For the avoidance of doubt, any change in the Persons who are the direct or indirect Beneficial Owners of the securities
of Parent will not be deemed to constitute a change in the direct or indirect Beneficial Owners of the Company for
purposes of this subsection (1);
(2)
There is consummated a merger or consolidation of the Company with any other
corporation or similar entity, other than (A) a merger or consolidation which would result in the voting securities of the
Company outstanding immediately prior to such merger or consolidation continuing to represent (either by remaining
outstanding or by being converted into voting securities of the surviving entity or any parent thereof) at least 50% of the
combined voting power of the securities of the Company or such surviving entity or any parent thereof outstanding
immediately after such merger of consolidation, or (B) a merger or consolidation effected to implement a
recapitalization of the Company (or similar transaction) in which no Person is or becomes the Beneficial Owner, directly
or indirectly, of securities of the Company (not including in the securities Beneficially Owned by such Person any
securities acquired directly from the Company or its affiliates) representing 35% or more of the combined voting power
of the Company’s then outstanding securities; or
(3)
The stockholders of the Company approve a plan of complete liquidation or
dissolution of the Company, or there is consummated an agreement for the sale or disposition by the Company of all or
substantially all of the Company’s assets, other than, following a “355 Distribution” (as defined below), a sale or
disposition by the Company of all or substantially all of the Company’s assets to an entity, at least 50% of the combined
voting power of the voting securities of which are owned by stockholders of the Company in substantially the same
proportions as their ownership of the Company immediately prior to such sale.

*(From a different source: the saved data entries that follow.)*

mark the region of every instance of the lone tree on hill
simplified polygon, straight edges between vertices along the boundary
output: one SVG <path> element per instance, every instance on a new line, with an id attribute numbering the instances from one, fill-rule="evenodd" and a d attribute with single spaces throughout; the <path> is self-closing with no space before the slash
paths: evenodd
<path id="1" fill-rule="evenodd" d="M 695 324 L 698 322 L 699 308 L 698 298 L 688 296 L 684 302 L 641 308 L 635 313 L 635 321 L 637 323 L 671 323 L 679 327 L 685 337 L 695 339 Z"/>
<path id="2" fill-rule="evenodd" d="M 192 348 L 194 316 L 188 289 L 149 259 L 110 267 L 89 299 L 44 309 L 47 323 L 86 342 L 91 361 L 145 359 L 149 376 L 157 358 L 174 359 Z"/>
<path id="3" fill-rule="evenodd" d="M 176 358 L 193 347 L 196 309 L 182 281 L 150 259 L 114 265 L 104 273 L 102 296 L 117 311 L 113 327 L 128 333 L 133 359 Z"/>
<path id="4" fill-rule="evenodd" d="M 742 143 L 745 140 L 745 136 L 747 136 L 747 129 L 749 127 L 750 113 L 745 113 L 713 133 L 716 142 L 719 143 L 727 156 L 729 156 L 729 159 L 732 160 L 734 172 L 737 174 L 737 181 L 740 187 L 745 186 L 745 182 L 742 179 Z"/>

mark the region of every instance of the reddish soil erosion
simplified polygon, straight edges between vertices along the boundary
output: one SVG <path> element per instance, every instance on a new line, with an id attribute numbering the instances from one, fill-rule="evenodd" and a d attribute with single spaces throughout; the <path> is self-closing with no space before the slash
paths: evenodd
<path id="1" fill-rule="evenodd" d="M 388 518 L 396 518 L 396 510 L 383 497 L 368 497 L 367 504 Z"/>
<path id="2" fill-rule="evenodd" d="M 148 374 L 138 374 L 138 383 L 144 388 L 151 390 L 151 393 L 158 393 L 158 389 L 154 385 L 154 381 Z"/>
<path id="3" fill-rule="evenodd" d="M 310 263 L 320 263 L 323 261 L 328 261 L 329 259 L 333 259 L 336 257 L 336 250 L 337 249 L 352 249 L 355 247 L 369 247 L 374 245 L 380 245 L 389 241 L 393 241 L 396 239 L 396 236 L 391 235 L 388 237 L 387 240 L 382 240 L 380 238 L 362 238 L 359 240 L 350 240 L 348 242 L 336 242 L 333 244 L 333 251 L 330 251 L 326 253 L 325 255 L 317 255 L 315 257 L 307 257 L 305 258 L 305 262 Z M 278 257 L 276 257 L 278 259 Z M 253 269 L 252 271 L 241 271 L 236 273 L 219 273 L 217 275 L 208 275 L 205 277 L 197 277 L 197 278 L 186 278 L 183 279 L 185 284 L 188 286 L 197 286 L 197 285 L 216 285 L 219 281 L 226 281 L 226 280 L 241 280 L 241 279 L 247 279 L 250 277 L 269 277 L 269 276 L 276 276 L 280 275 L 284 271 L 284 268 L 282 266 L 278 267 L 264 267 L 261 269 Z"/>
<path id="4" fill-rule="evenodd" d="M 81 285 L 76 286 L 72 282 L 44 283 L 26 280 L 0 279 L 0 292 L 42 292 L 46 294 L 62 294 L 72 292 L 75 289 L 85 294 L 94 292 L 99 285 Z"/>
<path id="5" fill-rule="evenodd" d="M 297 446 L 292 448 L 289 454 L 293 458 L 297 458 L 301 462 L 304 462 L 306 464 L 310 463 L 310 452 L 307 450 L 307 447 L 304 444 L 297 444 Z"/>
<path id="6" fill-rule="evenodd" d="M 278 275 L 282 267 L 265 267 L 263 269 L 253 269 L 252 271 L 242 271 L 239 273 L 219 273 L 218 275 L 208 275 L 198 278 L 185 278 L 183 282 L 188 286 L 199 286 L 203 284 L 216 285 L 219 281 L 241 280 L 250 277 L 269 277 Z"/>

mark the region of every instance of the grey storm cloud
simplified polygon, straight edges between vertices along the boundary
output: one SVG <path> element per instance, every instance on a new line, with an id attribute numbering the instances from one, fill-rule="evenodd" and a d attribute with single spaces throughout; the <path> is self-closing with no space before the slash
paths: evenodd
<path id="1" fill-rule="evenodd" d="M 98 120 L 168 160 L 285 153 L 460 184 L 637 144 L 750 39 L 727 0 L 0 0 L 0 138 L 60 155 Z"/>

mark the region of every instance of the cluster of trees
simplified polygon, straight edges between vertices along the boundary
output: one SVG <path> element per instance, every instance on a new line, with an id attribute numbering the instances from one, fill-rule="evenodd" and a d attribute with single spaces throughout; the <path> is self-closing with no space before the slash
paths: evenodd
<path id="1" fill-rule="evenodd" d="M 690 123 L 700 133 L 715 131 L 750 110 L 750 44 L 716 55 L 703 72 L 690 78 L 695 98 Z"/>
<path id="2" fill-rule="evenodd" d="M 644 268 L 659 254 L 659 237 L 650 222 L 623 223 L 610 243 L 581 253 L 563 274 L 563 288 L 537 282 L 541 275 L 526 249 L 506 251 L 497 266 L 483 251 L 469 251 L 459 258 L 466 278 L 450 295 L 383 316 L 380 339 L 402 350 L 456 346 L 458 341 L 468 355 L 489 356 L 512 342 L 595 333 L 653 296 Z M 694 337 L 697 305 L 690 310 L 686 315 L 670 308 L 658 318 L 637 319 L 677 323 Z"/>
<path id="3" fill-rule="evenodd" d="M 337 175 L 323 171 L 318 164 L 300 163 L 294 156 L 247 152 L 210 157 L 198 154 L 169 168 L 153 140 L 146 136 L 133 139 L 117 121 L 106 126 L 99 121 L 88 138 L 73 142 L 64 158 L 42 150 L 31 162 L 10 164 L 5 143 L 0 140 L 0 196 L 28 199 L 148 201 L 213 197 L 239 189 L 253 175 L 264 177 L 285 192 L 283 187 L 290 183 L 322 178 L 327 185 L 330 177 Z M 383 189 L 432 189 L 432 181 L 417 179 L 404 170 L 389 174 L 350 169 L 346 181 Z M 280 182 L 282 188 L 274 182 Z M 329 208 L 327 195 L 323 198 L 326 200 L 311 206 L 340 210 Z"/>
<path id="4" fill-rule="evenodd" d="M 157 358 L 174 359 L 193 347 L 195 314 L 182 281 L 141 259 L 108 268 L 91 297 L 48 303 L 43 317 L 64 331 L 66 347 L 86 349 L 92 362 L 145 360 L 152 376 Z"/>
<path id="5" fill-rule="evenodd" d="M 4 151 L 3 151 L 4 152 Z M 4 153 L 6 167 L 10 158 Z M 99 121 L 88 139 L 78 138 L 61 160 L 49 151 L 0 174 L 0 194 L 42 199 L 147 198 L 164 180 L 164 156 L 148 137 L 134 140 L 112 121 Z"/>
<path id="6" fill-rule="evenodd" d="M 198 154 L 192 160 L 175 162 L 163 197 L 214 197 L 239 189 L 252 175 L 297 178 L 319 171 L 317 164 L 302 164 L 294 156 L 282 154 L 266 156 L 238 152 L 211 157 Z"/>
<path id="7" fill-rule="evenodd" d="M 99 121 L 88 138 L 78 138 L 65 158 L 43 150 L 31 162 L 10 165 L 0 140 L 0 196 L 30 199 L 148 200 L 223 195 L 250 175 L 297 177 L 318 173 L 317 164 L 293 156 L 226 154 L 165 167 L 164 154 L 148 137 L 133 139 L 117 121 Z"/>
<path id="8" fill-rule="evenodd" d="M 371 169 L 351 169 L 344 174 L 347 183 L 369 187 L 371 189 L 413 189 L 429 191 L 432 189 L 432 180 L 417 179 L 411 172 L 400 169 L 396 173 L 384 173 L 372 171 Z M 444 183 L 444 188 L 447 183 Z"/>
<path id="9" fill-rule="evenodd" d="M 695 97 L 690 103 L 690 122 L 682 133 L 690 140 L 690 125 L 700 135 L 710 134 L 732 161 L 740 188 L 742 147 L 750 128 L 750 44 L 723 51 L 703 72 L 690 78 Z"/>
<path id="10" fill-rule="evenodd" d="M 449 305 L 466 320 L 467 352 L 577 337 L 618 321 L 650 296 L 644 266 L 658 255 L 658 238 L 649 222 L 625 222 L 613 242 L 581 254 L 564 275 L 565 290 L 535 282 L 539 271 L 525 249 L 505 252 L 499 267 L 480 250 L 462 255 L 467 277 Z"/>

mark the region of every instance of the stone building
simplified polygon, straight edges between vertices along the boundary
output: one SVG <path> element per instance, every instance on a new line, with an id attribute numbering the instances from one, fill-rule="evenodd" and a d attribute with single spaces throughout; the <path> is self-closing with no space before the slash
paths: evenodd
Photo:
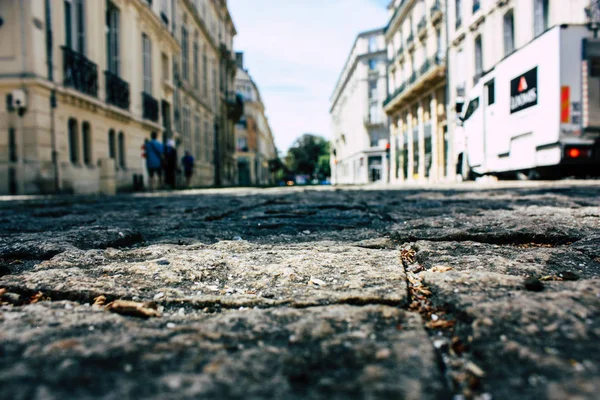
<path id="1" fill-rule="evenodd" d="M 244 115 L 235 126 L 237 178 L 240 186 L 275 183 L 271 171 L 277 148 L 258 86 L 244 68 L 244 54 L 237 53 L 236 92 L 244 100 Z"/>
<path id="2" fill-rule="evenodd" d="M 235 99 L 227 102 L 235 27 L 222 0 L 178 0 L 177 5 L 175 37 L 181 52 L 173 64 L 173 100 L 178 147 L 196 159 L 192 186 L 230 185 L 235 174 L 231 111 L 240 107 Z"/>
<path id="3" fill-rule="evenodd" d="M 191 7 L 210 21 L 208 33 Z M 144 140 L 153 131 L 165 139 L 184 133 L 181 113 L 173 113 L 173 94 L 183 92 L 174 78 L 184 14 L 188 73 L 193 78 L 197 32 L 207 59 L 214 60 L 208 97 L 218 105 L 211 112 L 202 106 L 206 100 L 188 98 L 190 120 L 202 115 L 201 138 L 207 137 L 204 121 L 210 121 L 210 145 L 217 148 L 233 141 L 231 107 L 223 105 L 233 80 L 235 28 L 224 0 L 0 1 L 0 36 L 9 38 L 0 41 L 0 194 L 95 193 L 115 174 L 118 190 L 139 186 L 146 174 Z M 188 83 L 193 88 L 193 79 Z M 221 139 L 227 132 L 230 137 Z M 190 135 L 186 140 L 194 144 Z M 217 183 L 220 172 L 208 164 L 231 168 L 232 157 L 233 151 L 215 151 L 212 162 L 199 166 L 198 184 Z"/>
<path id="4" fill-rule="evenodd" d="M 465 138 L 457 113 L 464 96 L 504 57 L 547 29 L 586 23 L 589 0 L 448 0 L 449 132 L 452 159 L 449 172 L 461 168 Z"/>
<path id="5" fill-rule="evenodd" d="M 388 182 L 383 29 L 360 33 L 331 95 L 333 184 Z"/>
<path id="6" fill-rule="evenodd" d="M 449 158 L 443 0 L 394 0 L 389 10 L 390 182 L 438 181 Z"/>

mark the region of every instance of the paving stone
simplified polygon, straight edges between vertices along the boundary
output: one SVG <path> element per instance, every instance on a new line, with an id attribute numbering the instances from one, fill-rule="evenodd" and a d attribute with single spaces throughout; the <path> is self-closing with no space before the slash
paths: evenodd
<path id="1" fill-rule="evenodd" d="M 432 302 L 458 318 L 457 334 L 496 398 L 594 398 L 600 390 L 600 264 L 569 246 L 519 248 L 418 242 L 415 264 Z M 440 268 L 441 266 L 452 269 Z M 525 276 L 578 271 L 578 281 Z"/>
<path id="2" fill-rule="evenodd" d="M 164 265 L 165 261 L 169 264 Z M 63 299 L 94 297 L 240 306 L 406 303 L 398 252 L 333 243 L 256 245 L 246 241 L 136 250 L 69 251 L 0 287 Z"/>
<path id="3" fill-rule="evenodd" d="M 419 315 L 389 306 L 144 321 L 40 302 L 0 307 L 0 321 L 0 398 L 449 396 Z"/>

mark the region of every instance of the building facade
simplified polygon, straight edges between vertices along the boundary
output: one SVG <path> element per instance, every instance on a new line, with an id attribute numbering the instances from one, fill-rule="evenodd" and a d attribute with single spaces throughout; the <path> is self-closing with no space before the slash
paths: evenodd
<path id="1" fill-rule="evenodd" d="M 277 159 L 275 140 L 258 86 L 244 69 L 244 54 L 237 53 L 236 92 L 244 100 L 244 115 L 235 125 L 237 178 L 239 186 L 275 183 L 271 165 Z"/>
<path id="2" fill-rule="evenodd" d="M 383 29 L 360 33 L 330 98 L 333 184 L 388 182 Z"/>
<path id="3" fill-rule="evenodd" d="M 196 116 L 200 140 L 212 135 L 208 145 L 216 148 L 220 133 L 214 121 L 229 118 L 222 107 L 225 83 L 221 87 L 218 80 L 225 55 L 219 46 L 231 49 L 235 28 L 224 0 L 204 0 L 204 9 L 202 0 L 190 3 L 0 2 L 0 35 L 10 38 L 0 43 L 0 98 L 5 103 L 0 109 L 0 194 L 96 193 L 107 177 L 115 179 L 118 190 L 139 188 L 146 178 L 144 140 L 157 132 L 197 154 L 199 142 L 191 133 Z M 211 46 L 194 9 L 211 21 L 207 29 L 219 45 Z M 192 73 L 204 66 L 194 59 L 195 39 L 206 47 L 207 65 L 213 61 L 213 68 L 207 68 L 207 96 L 194 91 Z M 177 71 L 185 53 L 189 80 L 182 87 Z M 211 95 L 217 104 L 212 109 L 206 100 Z M 189 124 L 184 131 L 180 104 L 185 101 Z M 200 158 L 198 185 L 216 183 L 215 153 L 226 158 L 214 150 Z"/>
<path id="4" fill-rule="evenodd" d="M 457 115 L 473 86 L 504 57 L 547 29 L 587 23 L 589 0 L 448 0 L 449 171 L 460 177 L 466 146 Z"/>
<path id="5" fill-rule="evenodd" d="M 385 29 L 388 55 L 390 182 L 447 175 L 445 22 L 443 0 L 394 0 Z"/>

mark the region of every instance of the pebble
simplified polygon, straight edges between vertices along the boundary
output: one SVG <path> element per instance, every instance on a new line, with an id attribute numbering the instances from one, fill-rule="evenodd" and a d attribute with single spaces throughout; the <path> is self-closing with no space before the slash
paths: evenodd
<path id="1" fill-rule="evenodd" d="M 435 314 L 431 314 L 431 320 L 432 320 L 432 321 L 437 321 L 438 319 L 440 319 L 440 317 L 438 317 L 438 316 L 437 316 L 437 315 L 435 315 Z"/>
<path id="2" fill-rule="evenodd" d="M 173 329 L 173 328 L 175 328 L 175 324 L 172 322 L 167 322 L 167 328 Z"/>
<path id="3" fill-rule="evenodd" d="M 125 364 L 125 367 L 123 367 L 123 370 L 125 370 L 125 372 L 130 373 L 131 371 L 133 371 L 133 367 L 131 366 L 131 364 Z"/>
<path id="4" fill-rule="evenodd" d="M 72 310 L 73 306 L 69 303 L 65 304 L 65 310 Z"/>
<path id="5" fill-rule="evenodd" d="M 260 224 L 259 224 L 260 225 Z M 242 240 L 242 238 L 240 236 L 235 236 L 233 238 L 233 240 L 235 240 L 236 242 L 239 242 L 240 240 Z"/>
<path id="6" fill-rule="evenodd" d="M 157 263 L 158 265 L 169 265 L 169 264 L 171 264 L 171 263 L 170 263 L 169 261 L 167 261 L 167 260 L 158 260 L 156 263 Z"/>
<path id="7" fill-rule="evenodd" d="M 310 231 L 302 231 L 305 235 L 310 235 Z"/>
<path id="8" fill-rule="evenodd" d="M 579 275 L 577 275 L 574 272 L 570 272 L 570 271 L 560 272 L 558 274 L 558 276 L 560 278 L 562 278 L 563 280 L 565 280 L 565 281 L 576 281 L 576 280 L 579 280 Z"/>
<path id="9" fill-rule="evenodd" d="M 179 309 L 179 311 L 177 312 L 177 314 L 179 314 L 179 315 L 181 315 L 181 316 L 184 316 L 184 315 L 185 315 L 185 308 L 181 307 L 181 308 Z"/>
<path id="10" fill-rule="evenodd" d="M 160 300 L 163 297 L 165 297 L 165 294 L 163 292 L 160 292 L 154 295 L 154 300 Z"/>
<path id="11" fill-rule="evenodd" d="M 392 352 L 390 349 L 380 349 L 377 350 L 377 353 L 375 353 L 375 358 L 378 360 L 385 360 L 386 358 L 390 358 L 391 355 Z"/>
<path id="12" fill-rule="evenodd" d="M 530 292 L 541 292 L 544 290 L 544 284 L 538 278 L 525 279 L 525 289 Z"/>

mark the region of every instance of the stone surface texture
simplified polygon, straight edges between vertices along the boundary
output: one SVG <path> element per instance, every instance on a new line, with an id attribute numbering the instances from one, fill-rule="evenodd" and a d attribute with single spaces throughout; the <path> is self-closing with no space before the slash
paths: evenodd
<path id="1" fill-rule="evenodd" d="M 594 399 L 600 183 L 0 201 L 0 398 Z"/>

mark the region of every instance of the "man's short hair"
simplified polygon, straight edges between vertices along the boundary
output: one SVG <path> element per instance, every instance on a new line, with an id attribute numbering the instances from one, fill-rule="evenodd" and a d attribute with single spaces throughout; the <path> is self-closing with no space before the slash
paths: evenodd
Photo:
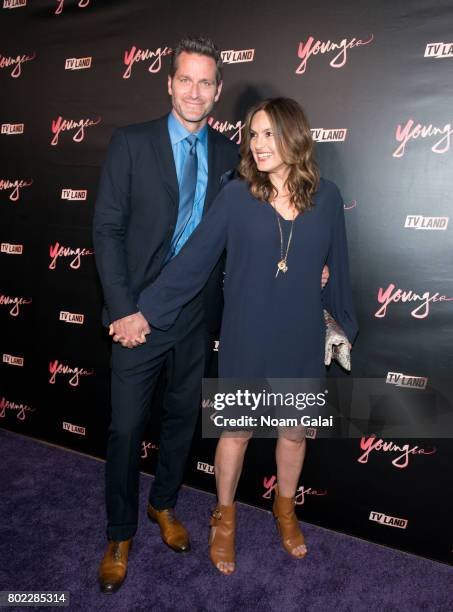
<path id="1" fill-rule="evenodd" d="M 197 53 L 198 55 L 212 57 L 216 63 L 215 78 L 217 85 L 222 81 L 222 56 L 214 42 L 205 36 L 186 36 L 178 42 L 171 55 L 169 70 L 171 78 L 175 76 L 176 70 L 178 69 L 178 57 L 184 51 L 186 53 Z"/>

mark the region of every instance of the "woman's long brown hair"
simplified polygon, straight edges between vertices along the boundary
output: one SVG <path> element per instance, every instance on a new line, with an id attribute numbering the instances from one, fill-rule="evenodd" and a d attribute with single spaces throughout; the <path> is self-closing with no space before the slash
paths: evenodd
<path id="1" fill-rule="evenodd" d="M 255 198 L 269 201 L 277 195 L 269 174 L 258 170 L 250 149 L 250 125 L 254 115 L 261 110 L 269 117 L 280 156 L 289 166 L 286 187 L 291 194 L 290 202 L 299 212 L 304 212 L 313 205 L 313 196 L 319 186 L 319 169 L 314 159 L 310 126 L 295 100 L 270 98 L 249 110 L 241 144 L 239 174 L 247 181 Z"/>

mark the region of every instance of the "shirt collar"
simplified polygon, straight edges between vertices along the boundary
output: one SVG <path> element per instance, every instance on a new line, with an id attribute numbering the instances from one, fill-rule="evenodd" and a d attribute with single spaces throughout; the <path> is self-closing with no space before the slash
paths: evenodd
<path id="1" fill-rule="evenodd" d="M 187 138 L 187 136 L 190 136 L 190 134 L 193 134 L 193 132 L 189 132 L 189 130 L 187 130 L 182 123 L 178 121 L 173 112 L 169 113 L 168 115 L 168 132 L 170 134 L 172 146 L 178 142 L 181 142 Z M 201 130 L 199 132 L 195 132 L 195 134 L 200 143 L 205 145 L 208 138 L 208 124 L 204 125 Z"/>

Any other provision of this definition notwithstanding, the term Change in Control will not be deemed to
have occurred by virtue of: (i) any transaction which results in such Participant, or a group of Persons in which such
Participant has a substantial interest, acquiring, directly or indirectly, 35% or more of either the then outstanding shares
of common stock of the Company or the combined voting power of the Company’s then outstanding securities, or (ii)
Parent’s distribution of the Company’s shares in a transaction intended to qualify as a distribution under Section 355 (“
355 Distribution ”) of the Internal Revenue Code of 1986, as amended (the “ Code ”).